アスリートシェフshumaのスポーツ飯 – vol.4 ケガ予防レシピ「サーモンとかぼちゃの豆乳クリーム煮」「豚と小松菜とひじきの豆腐チャンプルー」

サムネイル

アスリートシェフshumaさんの連載企画。今回のテーマは「ケガをしない体づくり」。成果を最大限引き出すために、日々の食事からできるコンディショニングの工夫を取り入れていこう。
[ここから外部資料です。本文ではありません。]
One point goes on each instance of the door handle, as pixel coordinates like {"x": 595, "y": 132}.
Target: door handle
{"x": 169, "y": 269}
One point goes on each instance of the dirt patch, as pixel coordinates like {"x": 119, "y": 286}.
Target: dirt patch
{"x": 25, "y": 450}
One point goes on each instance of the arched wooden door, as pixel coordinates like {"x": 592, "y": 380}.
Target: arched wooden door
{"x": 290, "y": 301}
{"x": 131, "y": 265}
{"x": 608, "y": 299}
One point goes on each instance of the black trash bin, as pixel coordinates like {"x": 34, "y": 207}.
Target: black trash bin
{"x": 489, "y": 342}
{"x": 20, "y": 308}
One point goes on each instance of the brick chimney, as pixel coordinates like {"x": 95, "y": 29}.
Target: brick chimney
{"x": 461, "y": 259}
冬のトレーニング期こそ、しっかりとした食事で筋肉・骨・関節を強化したいところ。今回も、ケガ予防に役立つ栄養満点メニューをshumaさんといっしょにチェックしていこう。

冬はトレーニング量を増やして体づくりに集中できる大切な時期。筋肉・骨・関節をしっかり強化することで、スポーツを安心して楽しめる体を作りたい。今回お届けするのは「ケガをしない体づくり」をサポートする栄養満点メニュー。トップアスリートを食事面で支えるshumaさんが、栄養素の組み合わせにこだわったレシピを紹介!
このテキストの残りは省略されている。